© Midjourney x What's up Doc
Les chiffres donnent le ton : plus de 230 millions de requêtes hebdomadaires liées à la santé sont adressées à ChatGPT. Un volume que son éditeur ne peut plus ignorer. OpenAI a donc officialisé ce qui était déjà une pratique diffuse : l’utilisation de son chatbot pour comprendre des symptômes, des résultats d’examens ou préparer une consultation médicale.
Avec ChatGPT Health, l’entreprise ne prétend pas transformer son IA en médecin. Elle insiste au contraire sur une posture d’accompagnement : « Il n’a pas pour but d’établir un diagnostic ou de traiter un problème de santé. Il vous aide plutôt à répondre à vos questions quotidiennes et à comprendre l’évolution de votre état de santé au fil du temps (…) afin que vous soyez mieux informé et préparé aux discussions médicales importantes ». Le message, sur le papier, est clair : l’outil se positionne en amont et en aval de la consultation, pas à sa place.
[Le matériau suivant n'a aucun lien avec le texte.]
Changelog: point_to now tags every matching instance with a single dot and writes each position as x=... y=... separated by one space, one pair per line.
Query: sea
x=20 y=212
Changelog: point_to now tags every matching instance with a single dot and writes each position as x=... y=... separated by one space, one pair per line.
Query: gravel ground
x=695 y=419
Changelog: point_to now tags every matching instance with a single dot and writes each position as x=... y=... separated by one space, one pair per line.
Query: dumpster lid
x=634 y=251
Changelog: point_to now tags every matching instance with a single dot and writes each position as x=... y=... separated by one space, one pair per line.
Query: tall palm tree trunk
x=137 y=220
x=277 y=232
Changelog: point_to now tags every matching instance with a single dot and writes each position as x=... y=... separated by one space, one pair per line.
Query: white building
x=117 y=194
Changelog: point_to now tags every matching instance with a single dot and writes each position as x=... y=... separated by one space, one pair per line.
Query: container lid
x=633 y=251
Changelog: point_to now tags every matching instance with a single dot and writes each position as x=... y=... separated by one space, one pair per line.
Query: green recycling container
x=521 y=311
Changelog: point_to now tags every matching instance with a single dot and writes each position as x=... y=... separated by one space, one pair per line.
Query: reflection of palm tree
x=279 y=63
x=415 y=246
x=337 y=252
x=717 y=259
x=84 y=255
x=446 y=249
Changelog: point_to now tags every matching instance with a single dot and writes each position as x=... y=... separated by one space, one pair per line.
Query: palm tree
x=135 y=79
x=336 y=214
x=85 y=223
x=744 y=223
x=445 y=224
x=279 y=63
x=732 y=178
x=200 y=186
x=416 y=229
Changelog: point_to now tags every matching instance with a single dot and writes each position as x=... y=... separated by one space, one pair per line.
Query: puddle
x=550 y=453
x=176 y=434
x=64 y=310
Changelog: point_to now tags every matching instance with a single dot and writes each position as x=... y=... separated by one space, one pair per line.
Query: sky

Un espace cloisonné pour des données sensibles
La principale nouveauté n’est donc pas tant fonctionnelle que structurelle. ChatGPT Health est conçu comme un espace distinct, doté de sa propre mémoire et d’un stockage séparé des autres conversations. Les données de santé, issues d’objets connectés, d’applications ou de dossiers médicaux, y sont isolées, avec la promesse qu’elles ne serviront pas à l’entraînement du modèle.
Cette segmentation répond à une double contrainte : rassurer des utilisateurs de plus en plus conscients de la sensibilité de leurs données, et anticiper les exigences réglementaires. Sans surprise, l’outil n’est pour l’instant accessible qu’en dehors de l’Espace économique européen. La France, une nouvelle fois, reste à l’écart.
Des promesses… et des limites bien réelles
OpenAI multiplie les garde-fous discursifs, et ce n’est pas anodin. Les exemples d’erreurs existent, parfois lourdes de conséquences. L’entreprise rappelle que son IA peut se tromper, et qu’elle ne remplace en aucun cas l’expertise médicale. Pour les médecins, le risque est connu : voir arriver en consultation des patients « pré-informés », parfois rassurés à tort ou inquiétés inutilement.
L’enjeu n’est donc pas de nier ces usages, mais de les intégrer dans la relation de soin. ChatGPT Health est pensé comme un outil de clarification et d’organisation : comprendre une prise de sang, préparer des questions, structurer un parcours de soins. Autant de tâches périphériques qui, bien utilisées, peuvent fluidifier l’échange médecin-patient… ou le compliquer si elles reposent sur une confiance excessive dans l’outil.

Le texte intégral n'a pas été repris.